The five main causes of maternal mortality are hemorrhage, obstructed labor, infection, pregnancy-induced hypertension, and complications of unsafe abortion. Many countries are undertaking programs to reduce deaths from the other four causes, but few provide adequate emergency medical care that would reduce maternal deaths from abortion complications. Even fewer provide family planning services and counseling to women treated for abortion complications.

Improving Care, Providing Family Planning

While abortion complications are a common medical emergency in developing countries, care often is provided in a crisis atmosphere. In contrast, a strategic approach to postabortion care anticipates the need for emergency treatment, plans ahead to meet that need, and provides family planning to prevent repeat abortions. An effective postabortion care plan ensures that women receive care that is complete, appropriate, and prompt ("CAP").

  • Complete. Many women treated for abortion complications want to avoid pregnancy. Yet fewer than one-third of women receiving care for abortion complications have ever used effective contraception. Family planning services and counseling can best be provided at the same place where women receive emergency postabortion care, yet few facilities provide family planning services and even fewer provide counseling. At two hospitals, for example, fewer than 3% of women received postabortion family planning counseling. Because postabortion care is often a medical and emotional crisis, empathic family planning counseling is especially important to enable women to avoid future unwanted pregnancies—and unsafe abortions.


  • Appropriate. Most women seeking emergency care are suffering from incomplete abortion, which, if left untreated, can lead to hemorrhage, infection, and death. Uterine evacuation can be done safely and effectively with manual vacuum aspiration (MVA) using local anesthesia. MVA under local anesthesia is safer and usually less expensive than sharp curettage with general anesthesia, the treatment commonly used in many countries. For example, at one Kenyan hospital the cost of postabortion treatment fell by 66% after MVA replaced sharp curettage, mainly because of dramatically reduced hospital stays.


  • Prompt. Often, women do not receive medical treatment soon enough. Delays put their lives at risk.
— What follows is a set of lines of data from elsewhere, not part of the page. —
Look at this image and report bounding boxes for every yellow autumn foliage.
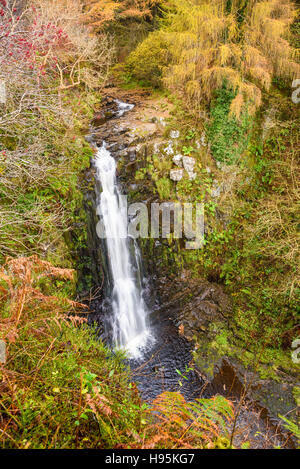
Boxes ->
[128,0,300,116]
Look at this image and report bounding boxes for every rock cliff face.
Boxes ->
[84,87,297,448]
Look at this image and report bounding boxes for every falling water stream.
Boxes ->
[95,140,150,358]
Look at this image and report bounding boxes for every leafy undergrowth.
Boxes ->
[0,256,233,449]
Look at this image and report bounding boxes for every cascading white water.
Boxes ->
[95,141,150,358]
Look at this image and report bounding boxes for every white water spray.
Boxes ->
[95,142,150,358]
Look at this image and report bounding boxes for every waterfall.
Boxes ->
[95,141,150,358]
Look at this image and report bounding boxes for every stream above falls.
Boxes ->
[81,89,296,447]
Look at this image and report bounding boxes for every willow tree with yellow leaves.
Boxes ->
[128,0,300,117]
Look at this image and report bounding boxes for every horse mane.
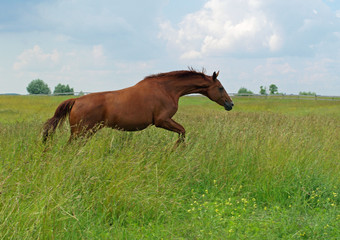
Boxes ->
[144,67,208,80]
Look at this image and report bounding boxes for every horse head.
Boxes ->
[203,71,234,111]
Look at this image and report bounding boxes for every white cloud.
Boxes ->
[13,45,60,70]
[160,0,284,58]
[159,0,339,59]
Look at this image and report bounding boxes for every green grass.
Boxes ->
[0,96,340,239]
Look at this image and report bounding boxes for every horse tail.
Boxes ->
[43,98,76,142]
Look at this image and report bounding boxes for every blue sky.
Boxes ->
[0,0,340,95]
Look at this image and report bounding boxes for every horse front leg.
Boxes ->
[155,118,185,146]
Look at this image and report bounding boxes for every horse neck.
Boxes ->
[164,76,207,100]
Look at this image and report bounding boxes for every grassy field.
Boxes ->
[0,96,340,239]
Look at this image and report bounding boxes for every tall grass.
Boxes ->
[0,97,340,239]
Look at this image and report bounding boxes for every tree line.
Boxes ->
[26,79,316,96]
[237,84,316,96]
[26,79,74,95]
Decentralizing emergency care and establishing a formal referral system can reduce delays by offering some degree of postabortion care at every level of the health system and by helping each woman reach the level of care that she needs in time.
A planned postabortion care strategy provides more effective care—and often at little or no additional cost—than the crisis atmosphere that currently characterizes most postabortion care. Together, effective emergency medical treatment for abortion complications and sensitive family planning counseling and services can save women's lives.